The Superstrength of Nanostructured Metallic Materials: Their Physical Nature and Hardening Mechanisms

• Published in: Physics of metals and metallography Vol. 123; no. 12; pp. 1272 - 1278
• Main Authors: Valiev, R. Z., Usmanov, E. I., Rezyapova, L. R.
• Format: Journal Article
• Language: English
• Published: Moscow Pleiades Publishing 01.12.2022; Springer; Springer Nature B.V
• Subjects: Analysis; Chemistry and Materials Science; Grain boundaries; Grain Boundary Segregation; Hardening; Materials Science; Metallic Materials; Plastic deformation; Precipitates; Strength and Plasticity; Ultrafines; strength of materials; hardening mechanisms; severe plastic deformation; nanostructured metals and alloys
• ISSN: 0031-918X; 1555-6190
• DOI: 10.1134/S0031918X22601627

Ultrafine grained (UFG) metallic materials obtained by severe plastic deformation (SPD) typically exhibit very high strength properties, whose values are much higher than those predicted by the well-known Hall–Petch relation.
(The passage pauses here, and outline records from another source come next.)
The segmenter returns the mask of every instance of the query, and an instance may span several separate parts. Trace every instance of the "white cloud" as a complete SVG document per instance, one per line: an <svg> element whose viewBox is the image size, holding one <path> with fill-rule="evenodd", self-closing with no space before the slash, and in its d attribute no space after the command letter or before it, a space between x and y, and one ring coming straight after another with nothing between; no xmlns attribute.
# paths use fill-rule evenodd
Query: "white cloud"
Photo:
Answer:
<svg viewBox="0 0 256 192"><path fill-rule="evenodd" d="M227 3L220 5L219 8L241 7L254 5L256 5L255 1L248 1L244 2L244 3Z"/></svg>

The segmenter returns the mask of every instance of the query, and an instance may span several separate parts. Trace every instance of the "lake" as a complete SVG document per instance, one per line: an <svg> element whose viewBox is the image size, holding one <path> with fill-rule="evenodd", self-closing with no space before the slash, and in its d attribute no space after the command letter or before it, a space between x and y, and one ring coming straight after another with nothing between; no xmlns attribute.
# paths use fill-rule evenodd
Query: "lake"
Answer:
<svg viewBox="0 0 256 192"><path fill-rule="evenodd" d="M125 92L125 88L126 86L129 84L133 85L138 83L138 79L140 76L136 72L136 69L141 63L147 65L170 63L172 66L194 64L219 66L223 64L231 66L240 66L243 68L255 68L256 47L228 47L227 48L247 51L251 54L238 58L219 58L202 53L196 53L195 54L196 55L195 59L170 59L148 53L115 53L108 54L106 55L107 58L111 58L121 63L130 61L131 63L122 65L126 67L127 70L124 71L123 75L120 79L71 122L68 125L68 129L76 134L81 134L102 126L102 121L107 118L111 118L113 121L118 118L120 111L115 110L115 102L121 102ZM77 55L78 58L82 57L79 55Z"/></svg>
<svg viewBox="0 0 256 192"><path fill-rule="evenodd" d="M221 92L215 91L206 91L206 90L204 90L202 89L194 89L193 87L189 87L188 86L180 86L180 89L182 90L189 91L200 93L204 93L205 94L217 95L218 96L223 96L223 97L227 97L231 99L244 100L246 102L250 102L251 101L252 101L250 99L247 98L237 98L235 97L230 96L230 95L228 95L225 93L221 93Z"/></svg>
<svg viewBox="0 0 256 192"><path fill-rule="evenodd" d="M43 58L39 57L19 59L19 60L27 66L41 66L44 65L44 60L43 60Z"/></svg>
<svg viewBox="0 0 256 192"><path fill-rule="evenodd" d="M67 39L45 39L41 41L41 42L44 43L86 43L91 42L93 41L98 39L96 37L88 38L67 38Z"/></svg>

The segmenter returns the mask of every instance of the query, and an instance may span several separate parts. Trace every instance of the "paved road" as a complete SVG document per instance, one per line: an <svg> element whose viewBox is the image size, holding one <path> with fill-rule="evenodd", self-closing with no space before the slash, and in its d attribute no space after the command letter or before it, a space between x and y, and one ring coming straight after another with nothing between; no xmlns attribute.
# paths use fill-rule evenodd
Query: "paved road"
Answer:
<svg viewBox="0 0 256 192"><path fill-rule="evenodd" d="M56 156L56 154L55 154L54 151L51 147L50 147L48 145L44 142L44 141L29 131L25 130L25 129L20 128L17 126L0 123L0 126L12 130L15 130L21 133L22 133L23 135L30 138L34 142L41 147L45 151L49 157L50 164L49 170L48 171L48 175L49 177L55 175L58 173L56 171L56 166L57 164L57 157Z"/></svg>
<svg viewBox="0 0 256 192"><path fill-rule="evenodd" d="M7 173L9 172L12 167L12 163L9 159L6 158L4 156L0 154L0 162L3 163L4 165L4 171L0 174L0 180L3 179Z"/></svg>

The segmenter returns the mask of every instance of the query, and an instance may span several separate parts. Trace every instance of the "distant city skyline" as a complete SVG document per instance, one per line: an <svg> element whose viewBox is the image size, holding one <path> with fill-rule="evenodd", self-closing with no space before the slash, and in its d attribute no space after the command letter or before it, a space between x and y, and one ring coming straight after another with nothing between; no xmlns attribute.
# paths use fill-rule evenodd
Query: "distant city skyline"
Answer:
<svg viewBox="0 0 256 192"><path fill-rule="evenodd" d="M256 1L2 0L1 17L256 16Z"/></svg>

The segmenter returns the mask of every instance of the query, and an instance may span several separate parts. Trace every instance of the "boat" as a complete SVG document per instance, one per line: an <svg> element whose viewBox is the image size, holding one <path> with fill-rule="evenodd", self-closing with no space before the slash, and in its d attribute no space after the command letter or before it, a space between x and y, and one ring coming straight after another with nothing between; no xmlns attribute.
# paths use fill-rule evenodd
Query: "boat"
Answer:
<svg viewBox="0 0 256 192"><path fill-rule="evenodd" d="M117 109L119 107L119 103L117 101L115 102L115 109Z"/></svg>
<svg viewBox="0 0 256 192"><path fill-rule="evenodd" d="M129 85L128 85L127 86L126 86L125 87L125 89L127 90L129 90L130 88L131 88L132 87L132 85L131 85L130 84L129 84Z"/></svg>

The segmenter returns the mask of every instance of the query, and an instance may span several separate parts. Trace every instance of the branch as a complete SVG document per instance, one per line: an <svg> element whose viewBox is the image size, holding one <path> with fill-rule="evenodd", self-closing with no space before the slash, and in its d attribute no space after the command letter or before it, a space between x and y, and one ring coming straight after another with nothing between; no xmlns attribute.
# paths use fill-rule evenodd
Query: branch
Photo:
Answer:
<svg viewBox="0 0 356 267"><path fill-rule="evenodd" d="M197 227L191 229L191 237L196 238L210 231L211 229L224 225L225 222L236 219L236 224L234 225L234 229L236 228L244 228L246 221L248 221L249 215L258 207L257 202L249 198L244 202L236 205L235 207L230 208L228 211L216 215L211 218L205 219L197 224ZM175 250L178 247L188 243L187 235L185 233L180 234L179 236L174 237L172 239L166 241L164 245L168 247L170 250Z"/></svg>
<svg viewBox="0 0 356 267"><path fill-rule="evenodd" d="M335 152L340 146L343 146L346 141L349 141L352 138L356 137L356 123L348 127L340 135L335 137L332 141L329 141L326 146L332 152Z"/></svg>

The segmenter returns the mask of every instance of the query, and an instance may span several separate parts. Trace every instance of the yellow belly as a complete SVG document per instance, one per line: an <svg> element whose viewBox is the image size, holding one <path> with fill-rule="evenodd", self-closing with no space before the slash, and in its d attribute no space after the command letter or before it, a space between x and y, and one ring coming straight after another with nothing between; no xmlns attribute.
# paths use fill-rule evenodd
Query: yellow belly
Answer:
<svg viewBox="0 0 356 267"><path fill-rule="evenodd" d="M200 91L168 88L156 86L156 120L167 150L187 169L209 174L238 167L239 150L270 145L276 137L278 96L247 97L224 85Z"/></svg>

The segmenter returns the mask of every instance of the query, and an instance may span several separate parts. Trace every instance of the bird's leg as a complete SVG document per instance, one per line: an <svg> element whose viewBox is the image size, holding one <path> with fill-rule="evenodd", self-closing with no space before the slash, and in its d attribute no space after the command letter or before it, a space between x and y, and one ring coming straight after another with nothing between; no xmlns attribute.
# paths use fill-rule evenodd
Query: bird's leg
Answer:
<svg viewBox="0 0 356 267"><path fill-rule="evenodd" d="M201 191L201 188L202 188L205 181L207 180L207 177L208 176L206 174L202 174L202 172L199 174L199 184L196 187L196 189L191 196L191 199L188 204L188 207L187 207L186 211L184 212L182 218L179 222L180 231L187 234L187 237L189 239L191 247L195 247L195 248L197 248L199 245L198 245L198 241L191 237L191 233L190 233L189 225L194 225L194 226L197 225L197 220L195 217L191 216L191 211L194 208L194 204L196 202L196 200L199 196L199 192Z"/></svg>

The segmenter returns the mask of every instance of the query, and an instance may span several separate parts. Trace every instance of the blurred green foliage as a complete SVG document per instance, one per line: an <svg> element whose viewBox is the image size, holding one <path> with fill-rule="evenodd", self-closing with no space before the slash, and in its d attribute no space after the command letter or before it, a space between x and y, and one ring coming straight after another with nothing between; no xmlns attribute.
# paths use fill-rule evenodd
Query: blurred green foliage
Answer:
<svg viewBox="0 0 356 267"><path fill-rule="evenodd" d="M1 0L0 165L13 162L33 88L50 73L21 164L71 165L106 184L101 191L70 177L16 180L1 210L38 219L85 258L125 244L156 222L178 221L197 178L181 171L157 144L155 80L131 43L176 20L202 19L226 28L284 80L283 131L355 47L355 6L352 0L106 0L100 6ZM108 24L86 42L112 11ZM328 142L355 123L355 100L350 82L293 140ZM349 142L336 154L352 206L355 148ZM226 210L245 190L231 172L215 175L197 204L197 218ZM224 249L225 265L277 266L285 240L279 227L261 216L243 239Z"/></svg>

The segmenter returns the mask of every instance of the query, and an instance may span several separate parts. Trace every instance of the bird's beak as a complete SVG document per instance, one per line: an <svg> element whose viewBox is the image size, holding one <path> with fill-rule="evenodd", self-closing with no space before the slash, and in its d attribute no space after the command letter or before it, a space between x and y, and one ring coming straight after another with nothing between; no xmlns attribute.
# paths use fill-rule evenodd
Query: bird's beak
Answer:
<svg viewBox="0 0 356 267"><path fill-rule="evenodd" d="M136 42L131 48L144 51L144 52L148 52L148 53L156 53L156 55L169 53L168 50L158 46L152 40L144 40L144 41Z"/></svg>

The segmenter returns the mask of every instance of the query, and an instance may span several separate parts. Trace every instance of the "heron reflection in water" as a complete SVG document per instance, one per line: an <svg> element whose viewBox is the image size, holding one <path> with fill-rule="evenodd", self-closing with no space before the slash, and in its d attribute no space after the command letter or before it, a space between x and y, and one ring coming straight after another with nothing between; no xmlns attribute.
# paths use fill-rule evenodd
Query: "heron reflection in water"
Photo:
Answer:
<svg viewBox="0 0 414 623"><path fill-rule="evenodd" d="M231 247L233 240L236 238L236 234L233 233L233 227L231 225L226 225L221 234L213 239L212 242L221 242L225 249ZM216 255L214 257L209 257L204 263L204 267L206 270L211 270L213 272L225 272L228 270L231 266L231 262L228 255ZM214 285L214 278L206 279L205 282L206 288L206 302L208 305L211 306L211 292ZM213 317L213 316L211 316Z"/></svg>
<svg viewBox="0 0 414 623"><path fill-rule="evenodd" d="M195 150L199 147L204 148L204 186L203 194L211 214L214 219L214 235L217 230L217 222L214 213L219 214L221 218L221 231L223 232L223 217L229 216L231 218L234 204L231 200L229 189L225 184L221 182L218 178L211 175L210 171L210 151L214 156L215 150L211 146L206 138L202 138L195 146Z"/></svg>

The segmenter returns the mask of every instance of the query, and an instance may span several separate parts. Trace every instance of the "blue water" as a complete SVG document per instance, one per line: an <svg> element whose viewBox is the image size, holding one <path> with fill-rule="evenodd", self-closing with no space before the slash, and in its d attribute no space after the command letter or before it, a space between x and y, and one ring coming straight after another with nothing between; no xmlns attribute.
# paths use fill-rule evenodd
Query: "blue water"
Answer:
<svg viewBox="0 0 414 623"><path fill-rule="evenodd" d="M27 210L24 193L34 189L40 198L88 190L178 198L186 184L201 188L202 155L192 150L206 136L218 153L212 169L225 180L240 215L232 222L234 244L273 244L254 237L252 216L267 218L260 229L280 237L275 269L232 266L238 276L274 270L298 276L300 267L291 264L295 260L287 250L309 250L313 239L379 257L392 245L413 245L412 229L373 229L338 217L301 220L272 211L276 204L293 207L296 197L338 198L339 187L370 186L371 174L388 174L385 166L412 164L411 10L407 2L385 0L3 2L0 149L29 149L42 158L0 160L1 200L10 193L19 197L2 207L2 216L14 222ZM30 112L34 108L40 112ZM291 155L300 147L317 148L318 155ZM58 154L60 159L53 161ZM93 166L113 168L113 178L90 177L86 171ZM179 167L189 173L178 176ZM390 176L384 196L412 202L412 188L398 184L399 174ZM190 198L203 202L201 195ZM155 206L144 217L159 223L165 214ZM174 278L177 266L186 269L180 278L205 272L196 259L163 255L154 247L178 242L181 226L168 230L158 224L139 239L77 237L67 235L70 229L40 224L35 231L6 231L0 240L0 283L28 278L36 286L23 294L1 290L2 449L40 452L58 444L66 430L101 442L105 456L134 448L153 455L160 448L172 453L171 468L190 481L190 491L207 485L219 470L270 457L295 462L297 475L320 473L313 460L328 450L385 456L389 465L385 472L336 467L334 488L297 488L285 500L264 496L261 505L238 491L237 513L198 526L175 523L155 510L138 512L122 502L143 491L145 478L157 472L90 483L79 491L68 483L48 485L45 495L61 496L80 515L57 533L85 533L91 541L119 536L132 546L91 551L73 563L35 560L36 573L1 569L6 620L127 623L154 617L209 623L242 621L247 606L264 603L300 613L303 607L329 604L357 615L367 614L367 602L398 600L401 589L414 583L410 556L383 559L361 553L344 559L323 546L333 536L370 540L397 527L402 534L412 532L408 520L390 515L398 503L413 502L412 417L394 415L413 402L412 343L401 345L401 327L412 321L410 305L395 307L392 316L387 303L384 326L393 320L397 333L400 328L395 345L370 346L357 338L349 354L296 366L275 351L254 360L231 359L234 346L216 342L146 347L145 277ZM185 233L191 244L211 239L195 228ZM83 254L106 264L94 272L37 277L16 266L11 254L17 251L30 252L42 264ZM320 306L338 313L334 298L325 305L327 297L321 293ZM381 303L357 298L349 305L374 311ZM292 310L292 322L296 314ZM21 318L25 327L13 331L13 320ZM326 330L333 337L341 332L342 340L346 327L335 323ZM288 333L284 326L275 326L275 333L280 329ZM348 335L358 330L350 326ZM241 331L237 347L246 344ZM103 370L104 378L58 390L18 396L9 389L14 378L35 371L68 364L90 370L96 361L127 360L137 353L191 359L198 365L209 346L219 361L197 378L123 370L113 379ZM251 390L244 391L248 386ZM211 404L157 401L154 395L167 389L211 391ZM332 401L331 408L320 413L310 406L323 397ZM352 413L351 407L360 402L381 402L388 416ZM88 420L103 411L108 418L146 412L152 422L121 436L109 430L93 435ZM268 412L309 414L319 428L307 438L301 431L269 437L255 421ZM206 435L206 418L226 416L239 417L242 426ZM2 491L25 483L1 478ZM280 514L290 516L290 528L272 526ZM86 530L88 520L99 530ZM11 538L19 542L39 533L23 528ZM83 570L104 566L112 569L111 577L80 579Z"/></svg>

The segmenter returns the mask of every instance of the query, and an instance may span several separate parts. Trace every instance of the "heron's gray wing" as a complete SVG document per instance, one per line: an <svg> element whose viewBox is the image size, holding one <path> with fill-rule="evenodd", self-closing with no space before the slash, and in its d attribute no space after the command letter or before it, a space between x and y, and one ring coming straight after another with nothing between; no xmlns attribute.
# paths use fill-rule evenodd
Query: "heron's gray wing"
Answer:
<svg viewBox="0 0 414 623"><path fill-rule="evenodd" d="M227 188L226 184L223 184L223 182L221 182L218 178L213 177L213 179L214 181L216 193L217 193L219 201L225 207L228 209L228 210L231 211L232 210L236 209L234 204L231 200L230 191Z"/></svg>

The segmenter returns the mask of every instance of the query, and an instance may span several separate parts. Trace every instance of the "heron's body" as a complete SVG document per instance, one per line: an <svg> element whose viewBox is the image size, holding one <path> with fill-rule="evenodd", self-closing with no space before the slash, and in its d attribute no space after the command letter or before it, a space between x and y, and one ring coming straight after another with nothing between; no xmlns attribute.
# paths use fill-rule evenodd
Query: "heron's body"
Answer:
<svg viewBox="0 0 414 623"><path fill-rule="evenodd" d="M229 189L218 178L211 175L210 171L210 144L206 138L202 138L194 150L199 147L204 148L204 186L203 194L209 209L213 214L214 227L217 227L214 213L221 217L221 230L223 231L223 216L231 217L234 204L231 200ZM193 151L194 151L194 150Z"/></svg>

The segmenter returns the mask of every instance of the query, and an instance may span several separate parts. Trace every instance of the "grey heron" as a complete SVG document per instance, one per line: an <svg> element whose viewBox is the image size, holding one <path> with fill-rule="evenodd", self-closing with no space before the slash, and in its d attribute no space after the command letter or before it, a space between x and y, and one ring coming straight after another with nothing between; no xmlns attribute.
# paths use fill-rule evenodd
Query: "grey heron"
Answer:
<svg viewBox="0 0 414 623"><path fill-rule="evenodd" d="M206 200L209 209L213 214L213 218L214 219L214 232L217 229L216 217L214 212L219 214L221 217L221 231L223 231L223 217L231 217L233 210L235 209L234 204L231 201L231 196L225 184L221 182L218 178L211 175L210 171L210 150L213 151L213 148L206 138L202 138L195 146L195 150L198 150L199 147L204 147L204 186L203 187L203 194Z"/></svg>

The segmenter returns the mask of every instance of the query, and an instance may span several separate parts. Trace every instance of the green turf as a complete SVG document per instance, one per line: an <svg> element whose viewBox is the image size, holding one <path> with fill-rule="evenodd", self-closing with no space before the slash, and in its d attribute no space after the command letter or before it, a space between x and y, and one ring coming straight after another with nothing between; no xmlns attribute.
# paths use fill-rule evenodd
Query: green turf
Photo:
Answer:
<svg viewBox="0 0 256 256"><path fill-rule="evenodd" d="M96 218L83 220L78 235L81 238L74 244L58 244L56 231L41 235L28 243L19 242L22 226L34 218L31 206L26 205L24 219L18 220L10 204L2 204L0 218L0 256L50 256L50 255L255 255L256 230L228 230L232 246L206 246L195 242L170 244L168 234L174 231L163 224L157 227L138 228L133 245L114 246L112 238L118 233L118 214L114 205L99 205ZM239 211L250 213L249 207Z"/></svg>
Our studies show that the basis for this to occur is that SPD not only forms the UFG structure, but also leads to the formation of other nanostructural features, such as dislocation substructures, nanotwins, and nanosized precipitates of second phases, which additionally contribute to strengthening of materials. At the same time, this analysis of hardening mechanisms indicates that the structure and condition of grain boundaries, namely, their nonequilibrium state and the presence of grain boundary segregations, also substantially contribute to hardening. Taking this into consideration, approaches are discussed to achieve very high strengths in metallic materials by SPD.